Sarebbe interessante sapere, per esempio, se la Regione Umbria si sia opposta a questo schema di decreto attuativo che la vede destinataria di un nuovo impianto, nonostante il fabbisogno di trattamento dei rifiuti sia soddisfatto dagli impianti di trattamento preliminari esistenti e nonostante la Regione abbia recentemente modificato e adottato un Piano dei rifiuti in cui non è previsto il trattamento termico. Il fatto poi che nella bozza di decreto attuativo si legga che in Umbria non sono presenti impianti di incenerimento operativi, la dice lunga sull’accuratezza dell’analisi che sostiene le decisioni. Come vogliamo chiamare i due impianti che bruciano pulper di cartiera a Terni, se non inceneritori? Per il momento, grazie allo Sblocca Italia le due società A.R.I.A e Terni Biomassa hanno presentato istanze per nuove AIA e VIA. Potrebbe quindi accadere che quello che il Governo ha individuato come nuovo impianto da realizzare, in realtà sia già realizzato e, con appropriati accorgimenti, presto pronto per il trattamento delle 130.000 t/a di rifiuti urbani previste su base regionale.

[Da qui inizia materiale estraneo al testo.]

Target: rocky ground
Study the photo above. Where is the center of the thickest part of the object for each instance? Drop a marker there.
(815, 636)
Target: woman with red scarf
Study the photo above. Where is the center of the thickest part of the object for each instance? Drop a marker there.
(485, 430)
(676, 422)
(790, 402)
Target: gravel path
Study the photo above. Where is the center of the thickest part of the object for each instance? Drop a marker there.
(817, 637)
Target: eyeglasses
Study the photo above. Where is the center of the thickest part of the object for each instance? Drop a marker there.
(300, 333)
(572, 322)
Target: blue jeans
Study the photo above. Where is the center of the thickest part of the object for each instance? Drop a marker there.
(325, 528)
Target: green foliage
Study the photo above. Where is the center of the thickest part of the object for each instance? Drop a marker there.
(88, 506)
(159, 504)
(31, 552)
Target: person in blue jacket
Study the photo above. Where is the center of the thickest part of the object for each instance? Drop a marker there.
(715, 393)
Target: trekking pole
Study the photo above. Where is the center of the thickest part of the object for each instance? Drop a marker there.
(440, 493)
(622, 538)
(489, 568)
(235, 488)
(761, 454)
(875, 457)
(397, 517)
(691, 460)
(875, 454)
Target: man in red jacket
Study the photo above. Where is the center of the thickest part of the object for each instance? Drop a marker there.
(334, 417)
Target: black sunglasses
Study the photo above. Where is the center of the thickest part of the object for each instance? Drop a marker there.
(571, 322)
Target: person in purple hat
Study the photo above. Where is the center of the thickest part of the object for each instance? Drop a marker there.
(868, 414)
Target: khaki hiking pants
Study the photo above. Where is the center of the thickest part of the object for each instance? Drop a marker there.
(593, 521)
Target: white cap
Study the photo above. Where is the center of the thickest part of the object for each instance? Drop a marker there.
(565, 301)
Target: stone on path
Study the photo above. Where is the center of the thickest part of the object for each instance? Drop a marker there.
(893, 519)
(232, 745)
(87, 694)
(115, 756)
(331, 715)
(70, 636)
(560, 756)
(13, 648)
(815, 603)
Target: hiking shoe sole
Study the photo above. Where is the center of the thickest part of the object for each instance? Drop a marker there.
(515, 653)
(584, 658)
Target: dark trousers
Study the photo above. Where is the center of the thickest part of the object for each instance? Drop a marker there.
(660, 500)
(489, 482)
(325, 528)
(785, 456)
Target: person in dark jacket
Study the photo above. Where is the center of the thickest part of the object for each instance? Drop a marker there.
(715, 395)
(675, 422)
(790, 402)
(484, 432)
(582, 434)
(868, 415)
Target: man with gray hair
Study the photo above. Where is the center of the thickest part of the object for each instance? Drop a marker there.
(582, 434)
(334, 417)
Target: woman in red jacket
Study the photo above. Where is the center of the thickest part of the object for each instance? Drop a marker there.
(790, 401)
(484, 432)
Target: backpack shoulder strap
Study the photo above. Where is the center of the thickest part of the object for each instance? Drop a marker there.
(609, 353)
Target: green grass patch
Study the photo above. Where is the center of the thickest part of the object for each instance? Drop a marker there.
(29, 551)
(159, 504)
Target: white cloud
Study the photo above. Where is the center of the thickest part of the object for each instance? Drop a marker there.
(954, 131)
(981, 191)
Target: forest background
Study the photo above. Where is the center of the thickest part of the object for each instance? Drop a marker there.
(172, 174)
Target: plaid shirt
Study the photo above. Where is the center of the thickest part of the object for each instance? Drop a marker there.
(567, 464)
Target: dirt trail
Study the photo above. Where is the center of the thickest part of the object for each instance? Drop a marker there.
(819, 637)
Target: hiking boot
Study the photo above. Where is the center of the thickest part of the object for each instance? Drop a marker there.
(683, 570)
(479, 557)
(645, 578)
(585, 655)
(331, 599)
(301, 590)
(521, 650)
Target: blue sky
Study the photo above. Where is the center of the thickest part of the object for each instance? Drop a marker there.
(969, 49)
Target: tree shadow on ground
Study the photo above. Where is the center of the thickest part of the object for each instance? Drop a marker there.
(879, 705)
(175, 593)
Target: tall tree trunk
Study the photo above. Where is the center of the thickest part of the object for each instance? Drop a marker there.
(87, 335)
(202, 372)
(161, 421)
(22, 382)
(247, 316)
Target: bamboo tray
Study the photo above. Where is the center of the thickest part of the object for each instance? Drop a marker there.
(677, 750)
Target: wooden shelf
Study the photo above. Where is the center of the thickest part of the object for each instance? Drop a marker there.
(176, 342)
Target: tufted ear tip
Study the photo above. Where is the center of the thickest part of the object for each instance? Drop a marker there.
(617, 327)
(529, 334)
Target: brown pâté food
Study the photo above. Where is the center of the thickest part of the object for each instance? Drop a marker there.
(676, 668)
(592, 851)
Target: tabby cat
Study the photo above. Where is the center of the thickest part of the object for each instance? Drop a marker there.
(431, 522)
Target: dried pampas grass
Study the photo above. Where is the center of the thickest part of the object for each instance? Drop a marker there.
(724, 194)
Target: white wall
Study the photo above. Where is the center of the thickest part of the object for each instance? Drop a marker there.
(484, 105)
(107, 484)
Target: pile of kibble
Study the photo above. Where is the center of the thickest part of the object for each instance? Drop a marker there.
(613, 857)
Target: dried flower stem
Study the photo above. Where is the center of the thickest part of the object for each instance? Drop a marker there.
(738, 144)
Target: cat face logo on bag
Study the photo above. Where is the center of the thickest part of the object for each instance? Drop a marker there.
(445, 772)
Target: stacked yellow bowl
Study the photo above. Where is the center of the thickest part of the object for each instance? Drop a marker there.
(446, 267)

Che poi l’area in cui insistono questi impianti abbia già gravi problemi ambientali, con significativi problemi di salute per i cittadini, come testimoniato da studi epidemiologici, non interessa al Governo, che sembra aver trovato argomenti incentivanti per il disinteresse anche della Regione.
Cosa accadrebbe, infatti, se gli tutti gli Umbri, diventassero (come in molte zone dell’Umbria già sono) così virtuosi da non produrre tutta questa mole di rifiuti? Ecco che il comma 7 dell’art 35 del Decreto ci aiuta a capire meglio cosa si intende per “progressivo riequilibrio socio-economico fra le aree del territorio nazionale”:
“Nel caso in cui in impianti di recupero energetico di rifiuti urbani localizzati in una regione siano smaltiti rifiuti urbani prodotti in altre regioni, i gestori degli impianti sono tenuti a versare alla Regione un contributo, determinato dalla medesima, nella misura massima di 20 euro per ogni tonnellata di rifiuto urbano indifferenziato di provenienza extraregionale”.
Così ora conosciamo anche il prezzo da pagare per continuare a fare profitti a danno della salute dei cittadini, nonostante scelte diverse molto meno dannose siano già disponibili; ma queste, certo, richiederebbero investimenti e perfino politiche ambientali, davvero troppo, evidentemente, per questo Governo e questi amministratori locali.